# Recommended modifications for my Masterbuilt XL Propane smoker?



## nova1404 (Jan 22, 2019)

I just purchased my first smoker.  I have been using my Weber Charcoal grill as a smoker, but it was time up the ante.  Any recommendations are appreciated, thank you.


----------



## Alpha Suerte (Jan 22, 2019)

Here's a post to get you started: https://www.smokingmeatforums.com/threads/masterbuilt-xl-propane-smoker-first-cook-and-mods.165066/


----------



## SmokinVOLfan (Jan 22, 2019)

I don’t have that model so maybe someone that does can chime in and help but I do have a smoke vault propane rig and haven’t had to do any mods to it. A lot of people recommend a needle valve but I haven’t seen a need for it on my end.

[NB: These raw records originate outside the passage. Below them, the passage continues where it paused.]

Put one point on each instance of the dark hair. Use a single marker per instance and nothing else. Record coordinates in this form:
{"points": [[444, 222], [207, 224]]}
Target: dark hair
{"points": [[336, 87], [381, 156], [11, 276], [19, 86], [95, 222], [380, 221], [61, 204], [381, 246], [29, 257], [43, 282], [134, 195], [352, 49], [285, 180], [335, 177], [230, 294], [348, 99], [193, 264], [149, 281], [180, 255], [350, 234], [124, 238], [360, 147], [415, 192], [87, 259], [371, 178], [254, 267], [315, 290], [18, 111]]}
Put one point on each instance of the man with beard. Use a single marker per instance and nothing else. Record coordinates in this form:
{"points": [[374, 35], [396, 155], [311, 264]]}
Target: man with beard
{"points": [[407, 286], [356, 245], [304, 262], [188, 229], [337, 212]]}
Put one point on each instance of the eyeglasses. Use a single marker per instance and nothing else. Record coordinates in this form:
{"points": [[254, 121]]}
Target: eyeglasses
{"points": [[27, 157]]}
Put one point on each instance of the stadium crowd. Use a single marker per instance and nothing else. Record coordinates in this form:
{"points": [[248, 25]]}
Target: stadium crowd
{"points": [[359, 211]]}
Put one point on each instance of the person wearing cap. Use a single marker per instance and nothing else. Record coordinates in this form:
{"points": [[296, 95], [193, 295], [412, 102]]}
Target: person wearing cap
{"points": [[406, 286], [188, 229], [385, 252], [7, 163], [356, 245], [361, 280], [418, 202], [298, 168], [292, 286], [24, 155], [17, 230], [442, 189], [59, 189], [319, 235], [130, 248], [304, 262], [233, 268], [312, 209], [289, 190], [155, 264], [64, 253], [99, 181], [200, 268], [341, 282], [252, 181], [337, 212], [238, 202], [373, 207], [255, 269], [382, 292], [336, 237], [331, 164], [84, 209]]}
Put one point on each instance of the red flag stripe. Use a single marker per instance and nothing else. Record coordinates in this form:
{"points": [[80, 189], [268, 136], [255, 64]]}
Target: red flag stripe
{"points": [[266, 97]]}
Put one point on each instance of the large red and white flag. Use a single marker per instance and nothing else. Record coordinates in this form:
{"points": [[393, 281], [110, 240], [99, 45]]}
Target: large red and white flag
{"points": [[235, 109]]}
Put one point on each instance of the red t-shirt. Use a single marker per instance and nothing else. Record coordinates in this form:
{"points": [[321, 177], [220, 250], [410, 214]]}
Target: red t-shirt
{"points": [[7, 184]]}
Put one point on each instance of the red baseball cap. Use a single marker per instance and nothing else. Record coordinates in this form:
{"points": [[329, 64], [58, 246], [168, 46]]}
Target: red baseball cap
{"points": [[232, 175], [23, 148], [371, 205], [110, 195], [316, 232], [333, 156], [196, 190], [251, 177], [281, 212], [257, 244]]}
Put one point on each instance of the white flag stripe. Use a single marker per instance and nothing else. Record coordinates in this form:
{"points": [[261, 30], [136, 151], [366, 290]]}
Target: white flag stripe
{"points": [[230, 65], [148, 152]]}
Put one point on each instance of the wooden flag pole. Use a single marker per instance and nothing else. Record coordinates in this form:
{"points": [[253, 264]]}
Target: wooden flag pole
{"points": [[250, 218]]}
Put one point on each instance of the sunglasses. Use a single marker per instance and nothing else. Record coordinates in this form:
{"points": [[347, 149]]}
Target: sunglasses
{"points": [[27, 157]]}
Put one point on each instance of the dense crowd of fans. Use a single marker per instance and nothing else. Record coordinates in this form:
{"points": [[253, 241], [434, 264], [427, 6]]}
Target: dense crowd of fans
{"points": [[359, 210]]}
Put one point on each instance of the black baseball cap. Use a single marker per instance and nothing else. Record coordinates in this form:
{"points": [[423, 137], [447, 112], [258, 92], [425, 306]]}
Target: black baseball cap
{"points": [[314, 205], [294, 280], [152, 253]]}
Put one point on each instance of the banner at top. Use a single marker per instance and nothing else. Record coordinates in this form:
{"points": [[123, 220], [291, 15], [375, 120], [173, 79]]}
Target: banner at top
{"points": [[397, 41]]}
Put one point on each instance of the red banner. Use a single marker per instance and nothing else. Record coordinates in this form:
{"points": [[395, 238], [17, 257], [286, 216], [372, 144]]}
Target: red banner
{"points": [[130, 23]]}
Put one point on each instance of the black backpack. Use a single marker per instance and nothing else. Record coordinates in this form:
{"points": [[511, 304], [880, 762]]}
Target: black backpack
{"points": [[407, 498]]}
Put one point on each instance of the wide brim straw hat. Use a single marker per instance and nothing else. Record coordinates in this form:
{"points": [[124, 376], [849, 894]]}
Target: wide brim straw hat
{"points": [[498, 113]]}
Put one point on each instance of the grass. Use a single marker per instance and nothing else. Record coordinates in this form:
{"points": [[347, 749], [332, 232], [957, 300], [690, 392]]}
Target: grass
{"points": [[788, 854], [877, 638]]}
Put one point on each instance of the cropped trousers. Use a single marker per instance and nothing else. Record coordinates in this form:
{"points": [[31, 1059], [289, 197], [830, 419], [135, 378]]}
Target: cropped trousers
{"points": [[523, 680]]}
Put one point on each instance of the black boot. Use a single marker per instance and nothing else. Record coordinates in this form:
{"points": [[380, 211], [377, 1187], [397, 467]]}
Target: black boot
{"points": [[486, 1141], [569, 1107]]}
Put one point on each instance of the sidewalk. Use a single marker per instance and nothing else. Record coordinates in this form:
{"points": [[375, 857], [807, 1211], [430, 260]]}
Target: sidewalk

Post some cooks on that new rig good luck!


----------



## solman (Jan 23, 2019)

the list of mods is pretty simple:
- gasket around door to prevent smoke leaks
- ditch the oem chip pan, and use a cast iron skillet or an aluminum pan
- add wheels to the bottom legs
- add reflectix insulation around the outside to help retain heat
- plug up some of the burner holes so that you can maintain larger flames (to help prevent flame blowout) but lower heat (e.g. for jerky)
- inline needle valve to help fine tune propane flow (lots of people use a high pressure regulator/needle valve combo, but the masterbuilt comes with a low pressure burner, so that's not an ideal setup.)

best thing is to search the propane forum for the mod you're interested in doing. you can also step it up a notch and add a PID controller and safety shut off. they seem daunting at first, but they're super easy to add once you think it through.


----------



## nova1404 (Jan 23, 2019)

Thank you Solman, I will work on some of these things.  Definitely going to add wheels!


----------